Entre 1621 et 1800, les curés des 159 paroisses catholiques du Québec ont enregistré 690 000 actes qui constituaient l’état civil officiel. Il faut ajouter à ces données quelques milliers d’actes des paroisses protestantes ouvertes au culte à compter de 1766. Entre 1800 et 1900, sept millions d’actes ont été rédigés par rapport à plus de dix-sept millions pour la période de 1901 à 2000. Les archives québécoises détiennent aujourd’hui près de 25 millions d’actes concernant les Québécois et les Québécoises depuis quatre siècles. 

 

L’état civil constitue une source d’information essentielle à toute recherche généalogique, historique et démographique. La continuité et la qualité des registres paroissiaux québécois sont uniques dans le monde. Les actes de baptême, mariage et sépulture rédigés par les autorités ecclésiastiques depuis le début de la Nouvelle-France ont traversé le temps sans trop de lacunes.

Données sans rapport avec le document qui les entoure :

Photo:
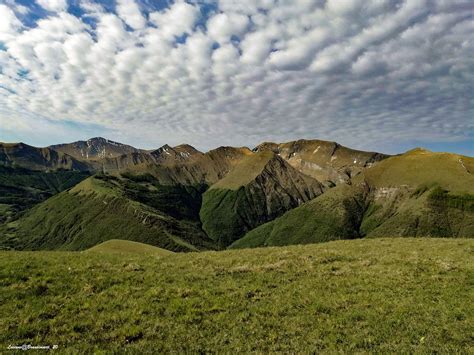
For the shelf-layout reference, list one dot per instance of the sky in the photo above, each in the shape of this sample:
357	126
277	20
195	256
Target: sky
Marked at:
379	75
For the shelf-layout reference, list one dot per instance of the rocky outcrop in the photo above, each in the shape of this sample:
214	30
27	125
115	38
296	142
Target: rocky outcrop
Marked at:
328	162
94	149
43	159
260	188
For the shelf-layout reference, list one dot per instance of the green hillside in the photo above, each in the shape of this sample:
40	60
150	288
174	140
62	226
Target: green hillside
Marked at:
117	246
106	207
419	193
21	189
398	295
258	189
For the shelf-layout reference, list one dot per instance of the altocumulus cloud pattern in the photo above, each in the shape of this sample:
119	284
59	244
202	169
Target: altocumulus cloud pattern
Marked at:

Il en est de même pour la période qui s’étend de 1763 jusqu’au milieu des années 1990.

 

Jusqu’en 1994, les actes paroissiaux étaient librement accessibles aux chercheurs mais ils ont été fermés à la consultation avec l’avènement des nouvelles dispositions sur l’état civil. Cette situation rend plus difficile la recherche généalogique et prive les Québécois et les Québécoises d’une partie importante de leur mémoire collective. Les généalogistes, dont je suis, comprennent bien que la protection des renseignements personnels est une priorité de la vie moderne mais nos instances administratives ne devraient-elles pas trouver des compromis pour que la recherche en histoire de familles puisse se perpétuer afin que les générations actuelles et futures aient l’opportunité d’apprendre d’où nous venons pour savoir où nous allons selon une expression consacrée.

 

Dernièrement, la Fédération québécoise des sociétés de généalogie et le Directeur de l’état civil du Québec ont tenu des rencontres exploratoires permettant une certaine ouverture quant à la consultation des actes de décès entre 1994 et 2021. Il est à souhaiter que ces discussions permettent la diffusion de certaines informations généalogiques tout en respectant la vie privée des Québécoises et des Québécois. L’état civil québécois demeure une richesse collective essentielle permettant de reconstituer l’histoire des familles québécoises à travers l’espace et le temps.